Future bright for FMP investors
Ever since the IL&FS fiasco, the corporate debt world seems to continue to spring up surprises for the investors. The latest is from the Essel group companies, from the promotors of the listed entity, Zee Entertainments Enterprises Ltd (ZEEL).
The rating agencies have come under scanner and their credibility taking a hit possibly reaching the lows of 2008 when the Global Financial Crisis (GFC) happened.
Fixed Maturity Plans (FMP) are fixed tenure mutual fund schemes that invest the corpus in debt instruments maturing in-line with the tenure of the scheme. The tenure of an FMP can vary between a few months to a few years.
These are ideal for investors who are keen to stay invested for the tenure of the scheme and seeking an alternate investment option which aims to provide better post-tax returns with minimal interest rate risk.
The investments of FMPs are predominantly in various fixed interest bearing securities maturing along the tenure of the scheme.
These are closed ended schemes and hence the investments are locked for the entire duration of the fund, till it matures. Though the fund house launching the FMP would not mention the return or yield explicitly, an indicative yield is mentioned, offline.
This is the return an investor could expect pre-tax and pre-costs. And of course, they are attractive also because of the cost structure which is lower and taxation is debt-oriented (indexation could help).
During the IL&FS saga, even liquid funds of many fund houses have taken a beating hurting not just the investor returns but also their confidence in the system.
This time around its the debt funds where the combined exposure of has in excess of Rs 5,700 crore to the Essel group, according to a report. The Mutual Fund (MF) industry has exposures to various Essel group companies across 133 schemes which include both the listed and unlisted entities.
Of them, 89 are closed-ended funds and a majority of these will come up for redemption in the next two years, while the rest mature in 2020. About 28 per cent i.e. close to Rs 1,620 crore is held in these closed-ended funds.
As per the data, about Rs 823 crore worth of debt papers are held by the fund houses which have defaulted on payments as on March 2019. The investments in these NCD of the group entities are secured against the shares of ZEEL.
However, when some of the lenders tried to offload the stock, the stock prices fell by 26 per cent on Jan 25th and Dish TV by 20 per cent forcing the MF houses not to resort to sell the pledged stock.
As further selling could lead to panic, the lenders have collectively resolved to give additional time to honor the commitments by the group.
The debacle came to light when HDFC MF which has exposures to the Non-Convertible Debentures (NCD) of these affected companies which were also part of their FMP were revised or rolled over post the initial maturity date.
The investors who are expecting money from FMPs in March did not receive any but their investments were extended till September.
A similar action was taken by Kotak AMC when their FMPs came for maturity recently and they too were 'revised'. This is an unprecedented scenario in the investment world where the FMPs were extended unilaterally.
A troubling part of this whole episode is if the AMCs have flouted the norms? As per Sebi regulations, FMP can only invest in securities which mature before the date of the maturity of the scheme.
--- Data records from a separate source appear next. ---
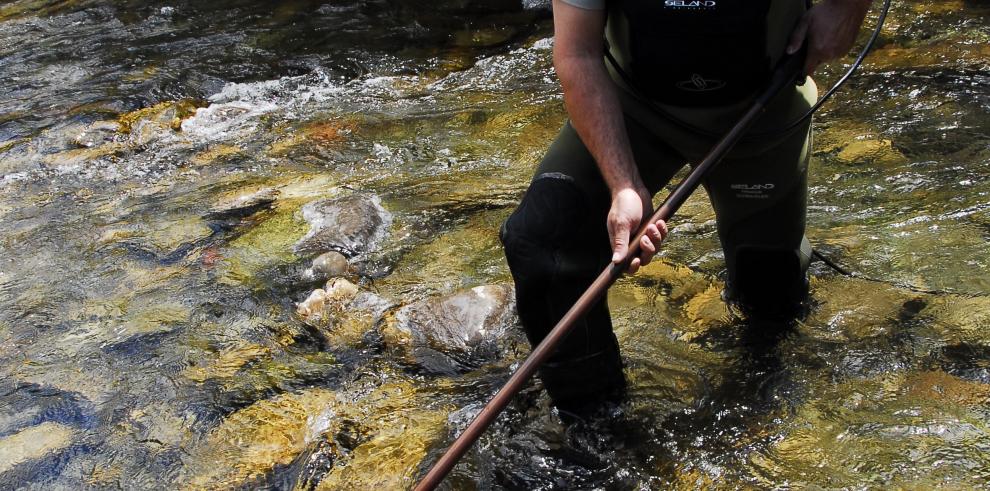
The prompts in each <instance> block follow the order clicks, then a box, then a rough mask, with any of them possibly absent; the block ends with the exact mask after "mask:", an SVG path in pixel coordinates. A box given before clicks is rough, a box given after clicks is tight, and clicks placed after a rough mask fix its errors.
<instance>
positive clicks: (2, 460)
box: [0, 422, 76, 475]
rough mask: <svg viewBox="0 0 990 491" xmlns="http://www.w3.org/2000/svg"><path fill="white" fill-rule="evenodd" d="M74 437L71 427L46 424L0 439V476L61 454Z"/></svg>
mask: <svg viewBox="0 0 990 491" xmlns="http://www.w3.org/2000/svg"><path fill="white" fill-rule="evenodd" d="M75 437H76V430H74V429H72V428H71V427H68V426H65V425H61V424H58V423H52V422H47V423H42V424H40V425H37V426H32V427H30V428H27V429H24V430H21V431H19V432H17V433H14V434H13V435H10V436H7V437H4V438H0V475H3V474H5V473H7V472H8V471H11V470H13V469H16V468H18V467H20V466H22V465H29V464H30V463H31V462H34V461H38V460H41V459H44V458H46V457H51V456H54V455H56V454H58V453H60V452H63V451H64V450H65V449H67V448H69V447H70V446H71V445H72V442H73V441H74V440H75Z"/></svg>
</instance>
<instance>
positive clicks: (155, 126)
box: [118, 99, 199, 145]
mask: <svg viewBox="0 0 990 491" xmlns="http://www.w3.org/2000/svg"><path fill="white" fill-rule="evenodd" d="M198 105H199V104H198V103H197V102H195V101H192V100H188V99H187V100H181V101H169V102H162V103H160V104H156V105H154V106H151V107H146V108H143V109H138V110H137V111H133V112H130V113H127V114H124V115H122V116H121V117H120V119H119V121H118V122H119V124H120V131H121V132H122V133H126V134H128V135H130V136H129V137H128V138H129V140H130V142H131V143H132V144H134V145H147V144H149V143H151V142H153V141H155V140H158V139H160V138H161V137H162V136H164V135H166V134H172V133H174V132H177V131H179V130H180V129H181V125H182V120H183V119H186V118H188V117H190V116H192V115H193V114H195V112H196V108H197V107H198Z"/></svg>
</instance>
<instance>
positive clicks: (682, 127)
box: [605, 0, 969, 296]
mask: <svg viewBox="0 0 990 491" xmlns="http://www.w3.org/2000/svg"><path fill="white" fill-rule="evenodd" d="M889 11H890V0H884V2H883V6H882V7H881V9H880V13H879V15H878V17H877V25H876V28H874V29H873V34H871V35H870V38H869V39H868V40H867V41H866V45H865V46H864V47H863V50H862V51H860V53H859V56H857V57H856V60H855V61H853V63H852V65H851V66H850V67H849V70H847V71H846V73H845V74H843V75H842V76H841V77H839V80H837V81H836V82H835V84H833V85H832V87H831V88H830V89H828V90H827V91H826V92H825V94H824V95H822V96H821V97H820V98H819V99H818V101H817V102H815V104H814V105H813V106H811V108H810V109H808V111H807V112H806V113H804V115H802V116H801V117H799V118H797V119H795V120H794V121H792V122H791V123H788V124H787V125H785V126H782V127H780V128H775V129H773V130H768V131H762V132H753V133H750V134H749V135H748V136H746V137H743V140H753V139H759V138H773V137H777V136H782V135H784V134H787V133H789V132H791V131H793V130H794V129H795V128H797V127H798V126H800V125H801V124H802V123H804V122H805V121H807V119H808V118H810V117H811V116H812V115H813V114H814V113H815V111H818V109H820V108H821V107H822V105H823V104H825V102H826V101H828V100H829V99H830V98H831V97H832V95H834V94H835V92H836V91H837V90H839V87H841V86H842V85H843V84H845V83H846V81H848V80H849V77H851V76H852V74H853V73H854V72H855V71H856V70H857V69H858V68H859V67H860V65H862V64H863V60H864V59H866V55H868V54H869V52H870V50H872V49H873V45H874V44H876V41H877V38H879V37H880V32H881V31H882V30H883V24H884V21H885V20H886V19H887V13H888V12H889ZM605 57H606V58H607V59H608V61H609V63H610V64H611V65H612V68H614V69H615V71H616V73H618V74H619V76H620V77H622V79H623V81H625V82H626V85H627V86H629V88H630V89H632V95H633V96H634V97H636V98H637V99H639V100H640V101H641V102H643V103H645V104H646V105H647V106H649V108H650V109H652V110H653V111H654V112H656V113H657V114H659V115H660V116H662V117H664V118H665V119H668V120H669V121H671V122H673V123H674V124H677V125H678V126H681V127H682V128H684V129H686V130H688V131H691V132H694V133H698V134H701V135H704V136H709V137H712V138H717V137H719V136H720V135H719V134H717V133H715V132H712V131H709V130H707V129H704V128H701V127H698V126H695V125H692V124H690V123H688V122H686V121H683V120H681V119H679V118H677V117H676V116H674V115H672V114H670V113H669V112H667V111H666V110H664V109H663V108H662V107H660V106H659V105H657V104H656V103H655V102H653V101H652V100H651V99H650V98H648V97H646V96H644V95H643V91H642V90H640V89H639V88H638V87H637V86H636V82H635V81H634V80H633V79H632V77H630V76H629V75H628V74H627V73H626V72H625V71H624V70H623V69H622V67H620V66H619V62H618V61H616V60H615V58H614V57H613V56H612V53H611V52H610V51H609V49H608V47H606V49H605ZM812 256H813V257H815V258H817V259H818V260H820V261H822V262H823V263H825V265H826V266H828V267H829V268H831V269H833V270H835V271H836V272H838V273H839V274H841V275H843V276H848V277H850V278H857V279H861V280H864V281H870V282H874V283H883V284H885V285H891V286H896V287H898V288H903V289H906V290H910V291H913V292H916V293H923V294H928V295H962V296H969V295H968V294H966V293H962V292H956V291H952V290H932V289H927V288H921V287H918V286H915V285H911V284H908V283H902V282H896V281H890V280H882V279H879V278H873V277H870V276H866V275H864V274H861V273H858V272H856V271H850V270H849V269H846V268H844V267H842V266H841V265H839V264H838V263H836V262H835V261H832V260H831V259H829V258H828V257H827V256H825V255H824V254H822V253H821V252H819V251H818V250H817V249H812Z"/></svg>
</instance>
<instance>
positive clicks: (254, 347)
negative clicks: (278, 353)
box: [183, 344, 272, 383]
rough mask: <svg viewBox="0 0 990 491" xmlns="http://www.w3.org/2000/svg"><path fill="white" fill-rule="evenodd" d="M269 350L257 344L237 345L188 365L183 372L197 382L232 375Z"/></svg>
mask: <svg viewBox="0 0 990 491" xmlns="http://www.w3.org/2000/svg"><path fill="white" fill-rule="evenodd" d="M271 351H272V350H271V348H269V347H267V346H261V345H258V344H247V345H244V346H238V347H236V348H234V349H231V350H229V351H224V352H222V353H220V354H219V355H218V356H217V357H216V358H215V359H212V360H209V362H207V363H206V364H204V365H201V366H195V367H189V368H187V369H186V370H184V371H183V373H184V374H185V376H186V377H187V378H189V379H190V380H192V381H194V382H199V383H202V382H205V381H206V380H209V379H215V378H226V377H232V376H234V375H235V374H236V373H237V372H239V371H240V370H241V368H243V367H244V366H245V365H247V364H248V363H251V362H253V361H255V360H258V359H260V358H263V357H267V356H269V355H271Z"/></svg>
But the data shows that most of the NCDs invested are maturing only post June. And of course, as I initially stated, the rating agencies have not raised any flags till the issue came to light and even at the time of maturity they just extended the revised deadline while not stating as a default.
The AMC has issued a statement saying that the said firms are facing headwinds due to company and sectorial-specific issues and that they (fund houses) are working with the group for optimal recovery for the benefit of the unit holders and believe that the recovery will take place albeit with some delay.
Another fund house quoted that the purpose of rollover/extension is due to current interest rate scenario and portfolio positioning, the yields prevailing in the short maturity bucket present an option for investors to lock in their investments at current prevailing yields.
All the while, FMPs are projected as tax efficient alternatives to bank fixed deposits (FD) and many investors buy into this. What is mostly left unaware is the credit default risk which not just impacts your return but the entire principal.
Investors should be wary of the risks and even a detailed reading of SID (scheme information document) would not give out the risks associated but the advisor could throw some light on this front.
However, in this case, even the asset backed securities are under stress, the only hope for the investors is that the future is bright.